有我在。


    簡簡單單三個字,背後的承諾卻非同一般。


    宋傾城感受到鬱庭川這句話裏的感情,不是敷衍,是真正讓她能卸下心房的包容,她輕輕‘喔’了一聲,唇角微彎,低頭拿著筷子戳了戳那盤意大利麵。


    過去幾秒,她突然抬眸,恰巧對上鬱庭川寵溺的眼神。


    “……”宋傾城臉上流露出赧意。


    故作鎮定的清了清嗓子,她伸手拿了塊鬱庭川跟前的麵包,片刻後,再次開口:“那自己也得努力,不能老想著走捷徑。”


    鬱庭川道:“能這樣想是好事,但也要勞逸結合。”


    宋傾城剛想辯解什麽,又聽到鬱庭川說:“學習是個持續的過程,與其把它視為一場和同齡人的角逐,不如當做是一場遠行,往前走的時候,也要偶爾看看周圍的風景,知識不僅僅來源於書本,還有日常生活,在和人交往的過程中,有時候學到的東西能讓你受益匪淺。”

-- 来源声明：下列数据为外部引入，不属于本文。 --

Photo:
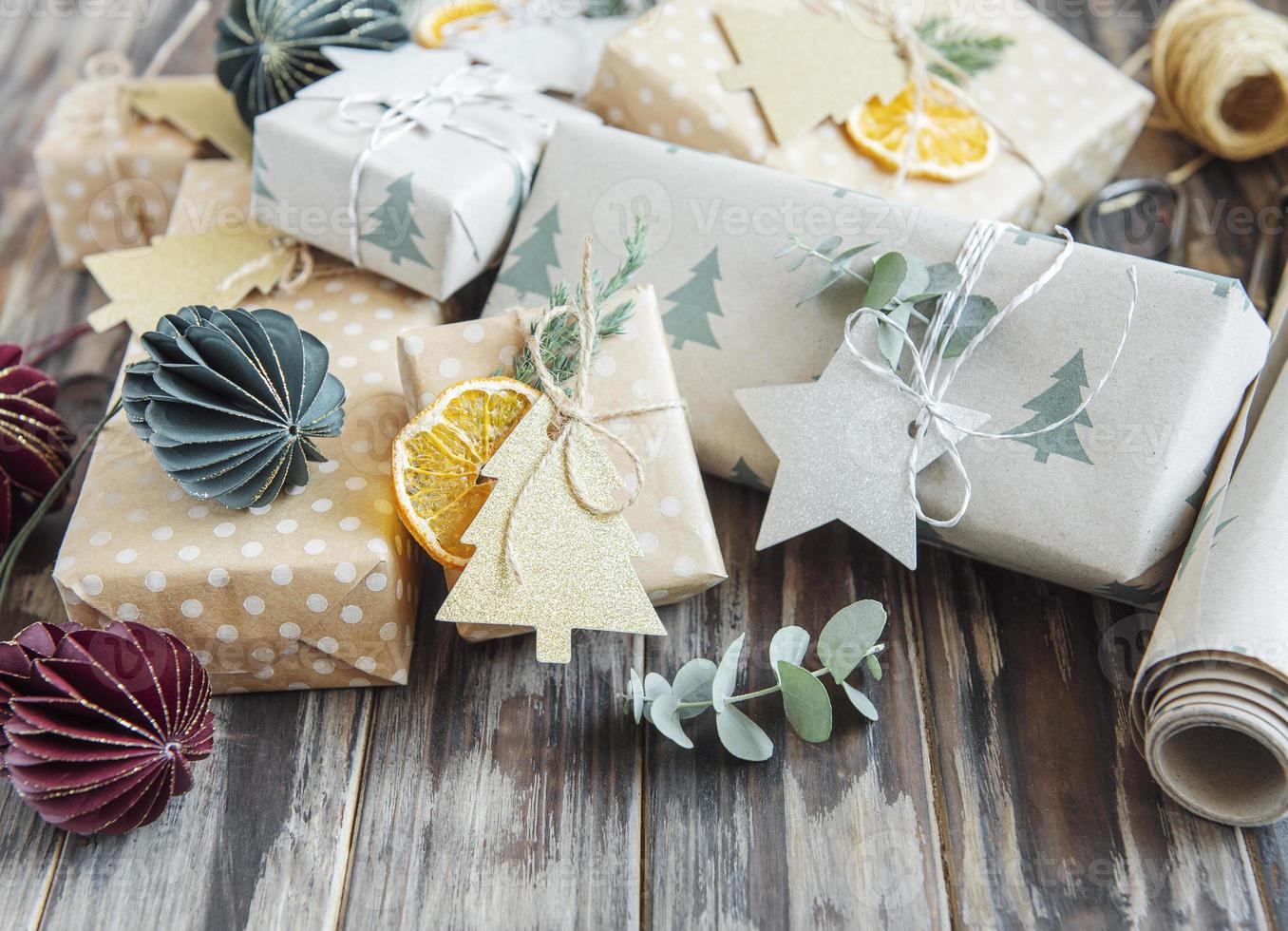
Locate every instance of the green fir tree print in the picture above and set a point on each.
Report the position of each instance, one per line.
(694, 301)
(1052, 406)
(534, 257)
(395, 225)
(745, 475)
(256, 180)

    鬱庭川講這些是不希望她走入誤區,為了逞強一頭紮進那些教材書裏,到時候真把人給讀傻了。


    “學習的最終目的是把知識運用到生活工作上,高考說到底隻是一場測試,有人在這個關卡上遭遇滑鐵盧,有人在這裏一鳴驚人,但它不是任何事情的.asxs.,也不應該是任何事情的終點。”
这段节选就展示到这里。